A few months later in a drunken stupor they are arrested for a bar fight.  I'm sure the bar fight would have been bad enough but because of the amount of alcohol in their system they feel invincible and put up a fight...for those that don't know that is considered resisting arrest and well cops don't really like it when you do that.  So 9 hours in county lockup and $2,000 later the very upset parents manage to get them out.  Surely the punishment this time will be harsh!

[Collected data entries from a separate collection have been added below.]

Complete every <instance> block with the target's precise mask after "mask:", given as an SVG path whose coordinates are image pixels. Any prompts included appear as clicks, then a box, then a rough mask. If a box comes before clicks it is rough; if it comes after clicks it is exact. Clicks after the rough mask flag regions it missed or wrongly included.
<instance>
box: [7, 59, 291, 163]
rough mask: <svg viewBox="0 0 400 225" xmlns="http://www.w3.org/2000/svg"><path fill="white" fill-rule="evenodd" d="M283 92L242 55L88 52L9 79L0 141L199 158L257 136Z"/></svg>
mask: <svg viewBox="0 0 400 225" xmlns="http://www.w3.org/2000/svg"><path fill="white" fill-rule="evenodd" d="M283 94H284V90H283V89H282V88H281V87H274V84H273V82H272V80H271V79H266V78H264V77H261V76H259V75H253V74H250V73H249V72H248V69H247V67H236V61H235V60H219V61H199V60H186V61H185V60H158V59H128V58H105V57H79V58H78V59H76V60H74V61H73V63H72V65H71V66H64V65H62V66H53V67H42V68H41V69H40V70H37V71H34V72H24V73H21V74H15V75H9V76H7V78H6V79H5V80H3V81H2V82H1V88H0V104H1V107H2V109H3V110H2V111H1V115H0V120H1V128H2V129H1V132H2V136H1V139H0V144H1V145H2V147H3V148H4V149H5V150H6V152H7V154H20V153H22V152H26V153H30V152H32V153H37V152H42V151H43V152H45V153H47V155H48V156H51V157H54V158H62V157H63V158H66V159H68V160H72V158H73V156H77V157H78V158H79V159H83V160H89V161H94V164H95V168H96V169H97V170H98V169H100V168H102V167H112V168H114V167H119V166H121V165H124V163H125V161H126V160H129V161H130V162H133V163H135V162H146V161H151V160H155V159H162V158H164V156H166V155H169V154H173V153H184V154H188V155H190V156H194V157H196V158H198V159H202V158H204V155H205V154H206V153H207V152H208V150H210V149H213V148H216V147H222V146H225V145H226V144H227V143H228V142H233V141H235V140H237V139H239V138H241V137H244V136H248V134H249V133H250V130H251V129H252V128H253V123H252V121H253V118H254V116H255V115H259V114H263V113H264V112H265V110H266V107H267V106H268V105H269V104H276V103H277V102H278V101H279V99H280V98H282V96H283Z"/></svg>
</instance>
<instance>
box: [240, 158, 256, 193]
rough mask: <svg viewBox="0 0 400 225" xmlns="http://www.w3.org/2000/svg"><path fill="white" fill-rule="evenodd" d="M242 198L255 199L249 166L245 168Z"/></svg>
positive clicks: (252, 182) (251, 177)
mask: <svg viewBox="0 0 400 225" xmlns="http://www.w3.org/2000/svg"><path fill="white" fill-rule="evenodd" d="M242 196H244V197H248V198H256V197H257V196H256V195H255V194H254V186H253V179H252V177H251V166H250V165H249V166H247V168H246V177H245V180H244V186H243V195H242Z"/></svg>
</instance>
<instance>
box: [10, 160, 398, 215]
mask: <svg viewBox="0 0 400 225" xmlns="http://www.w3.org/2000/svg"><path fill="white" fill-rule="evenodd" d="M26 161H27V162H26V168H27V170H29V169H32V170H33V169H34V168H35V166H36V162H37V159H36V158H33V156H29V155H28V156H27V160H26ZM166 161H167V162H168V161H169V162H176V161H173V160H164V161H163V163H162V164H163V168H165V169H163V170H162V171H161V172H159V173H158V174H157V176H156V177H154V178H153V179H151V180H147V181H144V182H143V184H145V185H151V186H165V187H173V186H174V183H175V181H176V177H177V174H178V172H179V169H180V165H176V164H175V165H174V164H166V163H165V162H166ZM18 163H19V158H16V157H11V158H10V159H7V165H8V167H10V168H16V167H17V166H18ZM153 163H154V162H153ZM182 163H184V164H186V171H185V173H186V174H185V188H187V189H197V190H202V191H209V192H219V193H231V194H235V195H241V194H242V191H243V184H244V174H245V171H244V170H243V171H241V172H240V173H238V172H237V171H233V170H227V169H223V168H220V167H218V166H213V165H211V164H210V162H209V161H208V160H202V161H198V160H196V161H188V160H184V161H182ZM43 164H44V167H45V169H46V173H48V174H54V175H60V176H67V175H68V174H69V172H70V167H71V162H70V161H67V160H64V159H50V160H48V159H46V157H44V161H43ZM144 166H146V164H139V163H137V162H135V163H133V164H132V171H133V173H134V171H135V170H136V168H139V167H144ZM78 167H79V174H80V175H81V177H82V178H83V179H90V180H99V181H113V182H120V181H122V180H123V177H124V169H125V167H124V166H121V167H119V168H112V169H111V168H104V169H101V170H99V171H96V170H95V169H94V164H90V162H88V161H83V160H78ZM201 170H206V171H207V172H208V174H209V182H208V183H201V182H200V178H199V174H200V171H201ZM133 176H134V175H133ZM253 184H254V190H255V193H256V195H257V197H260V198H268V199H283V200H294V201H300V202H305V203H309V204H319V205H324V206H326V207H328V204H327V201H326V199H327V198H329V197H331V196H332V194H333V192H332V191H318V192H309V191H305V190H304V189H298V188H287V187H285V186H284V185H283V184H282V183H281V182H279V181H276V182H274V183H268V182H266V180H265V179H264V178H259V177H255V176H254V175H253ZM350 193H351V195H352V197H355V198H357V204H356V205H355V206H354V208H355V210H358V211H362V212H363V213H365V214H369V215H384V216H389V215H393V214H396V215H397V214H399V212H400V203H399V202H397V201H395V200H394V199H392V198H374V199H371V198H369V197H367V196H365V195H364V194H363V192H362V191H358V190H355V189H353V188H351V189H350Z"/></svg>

But again I am at a loss.  They still keep their vehicle and are still permitted to do whatever they want essentially.  The excuse is well they are in college, I cannot treat them like a child.  And  they are going to pay me back for ALL of this!   Sure they are *rolling eyes*.  Yea well ya know what when I was in college, if I would have done anything 1/16 as bad as that my daddy would have come find me and dragged me home by my hair.  Along with putting me under his own version of house arrest, taking away my vehicle and refusing to lend me any money.  I'd be lucky if he allowed me to even finish school at that point.  I would have been completely CUT OFF!  Apparently that is not how you handle a young miscreant today...now you must not let them feel like you've abandoned them, and coddle them, and let them suckle from your teat until you are in the poor house.  Because we would rather backrupt ourselves than teach a juvenile delinquent a lesson in how to be an adult.  I just...do not tell me I do not understand because I am not a parent!  There is clearly a PROBLEM here!!!!!

And now we are full circle.  We are in the here in now.  And guess what...our little delinquent has no idea how to be a freaking adult!  They still suckle from the parents money teat.  Granted they have not been involved in any more trouble...well as far as we know...but they have no sense of responsibility. i.e. they are failing out of school...as in grades so low they can't even get a loan!   Dad is irritated.  He wants to know why they are the way they are.  Mom is saying they are just a year our of high school, you can't expect them to act like an adult.  And so we see the problem.  If not in college then when should you develop into a responsible adult???  I learned how to manage time and expenses in college.  It prepared me for the real world so to say.  If we baby our college students, they will have NO IDEA how to handle budgets and time.  They will not be able to hold a proper job and possibly never be able to pay bills accordingly.  They may live off of credit and not know why they can't get a decent job.  We are creating a huge problem!  There is a point where you have to push them out of the nest and see if they fly...let them sink or swim...or whatever other analogy you want to use. You can't always protect them from life.  The sooner you let them learn how to handle adult situations (once they are adults) the better they will get at it.  You can be there to assist but you've got to loosen your grip man. 

This isn't the only situation I've heard of others.  There are way more than I'd like to admit.  Don't get me wrong I was spoiled at times and had to be helped out once or twice financially.  But I was also a near straight A student, held down a job and stayed out of trouble.  I earned the right to have mom and dad occasionally spoil me.